For readers interested in how the highest tiers of the national restaurant scene approach Japanese technique and precision, venues like Atomix in New York City show how Korean fine dining has absorbed and reinterpreted Japanese influence at a tasting-menu level, while Le Bernardin in New York City, The French Laundry in Napa, and Alinea in Chicago represent the broader national context of destination fine dining against which neighborhood-format venues like MURA define their own position. The distance between those rooms and a shabu-shabu table in southwest Las Vegas is not a hierarchy, it's a different set of priorities entirely.

Who This Format Works For

Japanese BBQ and shabu-shabu dining rewards groups over solo diners, and longer meals over quick ones.
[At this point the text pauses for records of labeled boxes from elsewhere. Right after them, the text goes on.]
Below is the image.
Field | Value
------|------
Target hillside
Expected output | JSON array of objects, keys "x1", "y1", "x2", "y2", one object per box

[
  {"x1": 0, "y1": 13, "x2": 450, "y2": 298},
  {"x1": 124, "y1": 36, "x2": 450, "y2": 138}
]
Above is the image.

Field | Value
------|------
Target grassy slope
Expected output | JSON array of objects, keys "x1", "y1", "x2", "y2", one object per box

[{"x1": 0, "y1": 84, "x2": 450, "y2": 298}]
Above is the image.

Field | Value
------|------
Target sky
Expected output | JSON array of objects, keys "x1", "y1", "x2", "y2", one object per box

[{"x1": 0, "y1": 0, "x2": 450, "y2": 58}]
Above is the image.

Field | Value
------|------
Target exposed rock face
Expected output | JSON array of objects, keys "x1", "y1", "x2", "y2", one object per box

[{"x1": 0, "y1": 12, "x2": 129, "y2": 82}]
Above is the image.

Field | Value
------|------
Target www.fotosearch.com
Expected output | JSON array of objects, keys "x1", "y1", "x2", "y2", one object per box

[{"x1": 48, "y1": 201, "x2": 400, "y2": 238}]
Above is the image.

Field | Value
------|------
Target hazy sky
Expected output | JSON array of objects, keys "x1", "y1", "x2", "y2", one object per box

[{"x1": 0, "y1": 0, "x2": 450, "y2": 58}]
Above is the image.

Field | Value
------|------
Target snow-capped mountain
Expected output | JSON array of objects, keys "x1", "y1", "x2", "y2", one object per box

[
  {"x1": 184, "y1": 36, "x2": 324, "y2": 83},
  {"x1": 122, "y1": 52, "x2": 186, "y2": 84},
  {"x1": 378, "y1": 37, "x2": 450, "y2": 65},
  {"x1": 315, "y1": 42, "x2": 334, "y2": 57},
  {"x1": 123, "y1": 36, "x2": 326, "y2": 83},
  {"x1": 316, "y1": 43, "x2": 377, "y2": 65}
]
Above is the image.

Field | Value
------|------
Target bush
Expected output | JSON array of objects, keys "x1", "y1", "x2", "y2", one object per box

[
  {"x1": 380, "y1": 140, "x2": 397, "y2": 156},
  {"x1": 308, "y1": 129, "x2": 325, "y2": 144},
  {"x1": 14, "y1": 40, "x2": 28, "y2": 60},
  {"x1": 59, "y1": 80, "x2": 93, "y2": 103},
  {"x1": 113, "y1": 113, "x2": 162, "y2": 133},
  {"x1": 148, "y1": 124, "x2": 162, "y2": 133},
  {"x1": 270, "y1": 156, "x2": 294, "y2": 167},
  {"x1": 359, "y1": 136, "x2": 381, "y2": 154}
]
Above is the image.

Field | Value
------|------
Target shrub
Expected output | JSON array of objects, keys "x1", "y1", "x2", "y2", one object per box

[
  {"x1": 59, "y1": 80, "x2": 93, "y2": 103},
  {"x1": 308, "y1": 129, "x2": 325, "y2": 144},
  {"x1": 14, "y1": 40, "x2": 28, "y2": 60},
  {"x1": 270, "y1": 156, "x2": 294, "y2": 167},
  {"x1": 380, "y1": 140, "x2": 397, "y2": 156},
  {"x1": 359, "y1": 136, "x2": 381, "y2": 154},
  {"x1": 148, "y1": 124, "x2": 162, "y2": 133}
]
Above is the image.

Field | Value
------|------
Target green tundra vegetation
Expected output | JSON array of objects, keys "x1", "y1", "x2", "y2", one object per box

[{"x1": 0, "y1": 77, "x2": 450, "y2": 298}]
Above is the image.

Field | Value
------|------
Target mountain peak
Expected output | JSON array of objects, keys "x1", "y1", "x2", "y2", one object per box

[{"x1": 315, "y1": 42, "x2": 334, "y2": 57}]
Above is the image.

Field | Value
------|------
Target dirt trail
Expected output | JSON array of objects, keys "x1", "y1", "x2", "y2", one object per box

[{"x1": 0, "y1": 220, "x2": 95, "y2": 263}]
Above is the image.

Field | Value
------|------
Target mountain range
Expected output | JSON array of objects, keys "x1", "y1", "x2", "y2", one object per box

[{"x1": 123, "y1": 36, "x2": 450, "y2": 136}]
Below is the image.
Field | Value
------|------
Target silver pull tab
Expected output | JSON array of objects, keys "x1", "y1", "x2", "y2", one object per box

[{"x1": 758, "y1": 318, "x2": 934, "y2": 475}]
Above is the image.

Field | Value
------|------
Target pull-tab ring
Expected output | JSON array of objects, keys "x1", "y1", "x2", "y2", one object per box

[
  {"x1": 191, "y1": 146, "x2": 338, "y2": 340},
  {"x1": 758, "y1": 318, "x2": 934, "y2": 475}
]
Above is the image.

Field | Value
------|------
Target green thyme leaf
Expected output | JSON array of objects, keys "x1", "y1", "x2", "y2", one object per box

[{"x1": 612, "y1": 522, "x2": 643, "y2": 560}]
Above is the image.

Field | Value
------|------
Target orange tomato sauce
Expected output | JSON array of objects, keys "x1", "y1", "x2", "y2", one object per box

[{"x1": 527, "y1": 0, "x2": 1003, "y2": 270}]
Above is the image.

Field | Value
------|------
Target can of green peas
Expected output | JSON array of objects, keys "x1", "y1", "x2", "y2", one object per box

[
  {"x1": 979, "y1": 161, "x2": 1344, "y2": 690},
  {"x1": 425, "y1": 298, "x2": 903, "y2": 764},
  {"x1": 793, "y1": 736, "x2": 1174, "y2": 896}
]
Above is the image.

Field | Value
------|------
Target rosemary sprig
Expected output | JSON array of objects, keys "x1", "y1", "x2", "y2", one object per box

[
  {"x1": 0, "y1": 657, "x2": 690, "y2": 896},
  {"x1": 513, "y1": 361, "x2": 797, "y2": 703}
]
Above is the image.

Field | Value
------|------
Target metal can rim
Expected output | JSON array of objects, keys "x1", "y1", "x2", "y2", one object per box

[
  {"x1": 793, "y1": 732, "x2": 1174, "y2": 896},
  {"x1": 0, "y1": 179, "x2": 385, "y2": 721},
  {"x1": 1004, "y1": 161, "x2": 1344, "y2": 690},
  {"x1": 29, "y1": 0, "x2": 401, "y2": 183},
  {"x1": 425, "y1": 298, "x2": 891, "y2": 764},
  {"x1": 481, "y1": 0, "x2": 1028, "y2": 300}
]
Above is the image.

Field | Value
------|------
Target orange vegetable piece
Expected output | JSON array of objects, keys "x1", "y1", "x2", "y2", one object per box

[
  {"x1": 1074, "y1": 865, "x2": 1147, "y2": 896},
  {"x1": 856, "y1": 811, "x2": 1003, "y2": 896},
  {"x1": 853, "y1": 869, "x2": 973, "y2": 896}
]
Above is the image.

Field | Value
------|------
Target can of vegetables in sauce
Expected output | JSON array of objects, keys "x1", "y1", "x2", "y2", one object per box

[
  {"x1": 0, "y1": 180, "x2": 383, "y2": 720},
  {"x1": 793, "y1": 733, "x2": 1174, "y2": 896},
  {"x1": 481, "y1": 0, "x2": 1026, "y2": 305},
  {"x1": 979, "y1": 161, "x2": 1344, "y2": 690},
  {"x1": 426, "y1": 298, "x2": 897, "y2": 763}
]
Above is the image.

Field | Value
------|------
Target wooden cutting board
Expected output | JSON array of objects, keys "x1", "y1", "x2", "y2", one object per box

The economics of the format also tend to favor tables that order across multiple protein types and share, a single diner working through a solitary portion of sliced beef at a grill table gets less from the experience than a group of four rotating through selections and managing the cook together. Families with older children are a natural fit, since the interactive element keeps engagement high. Solo diners and couples can make it work, but should approach it as a slower, more contemplative version of the format.

The Fort Apache Road location makes MURA accessible from the southwest residential neighborhoods and from the 215 beltway. It is not a walking-distance proposition from most hotel corridors, which means it operates on a different visit logic than venues inside or adjacent to casino properties. For visitors willing to travel for a meal that operates outside the Strip's gravity, the west-side dining corridor is worth the trip.

For reference on what premium dining looks like at the destination level in other American cities, Lazy Bear in San Francisco, Providence in Los Angeles, Addison in San Diego, Single Thread Farm in Healdsburg, Blue Hill at Stone Barns in Tarrytown, The Inn at Little Washington, Emeril's in New Orleans, and 8½ Otto e Mezzo Bombana in Hong Kong show the range of what serious dining rooms are doing across format and geography.

Signature Dishes
Wagyu SamplerBBQ and Shabu Combo
Frequently asked questions

Budget and Context

Comparable venues nearby, for context on price, style, and recognition.

At a Glance
Vibe
  • Modern
  • Lively
  • Trendy
Best For
  • Group Dining
  • Family
  • Casual Hangout
  • Celebration
Experience
  • Open Kitchen
Drink Program
  • Sake Program
  • Craft Cocktails
  • Beer Program
Dress CodeCasual
Noise LevelLively
CapacityLarge
Service StyleUpscale Casual
Meal PacingStandard

Clean, modern ambiance with a welcoming atmosphere ideal for groups and date nights.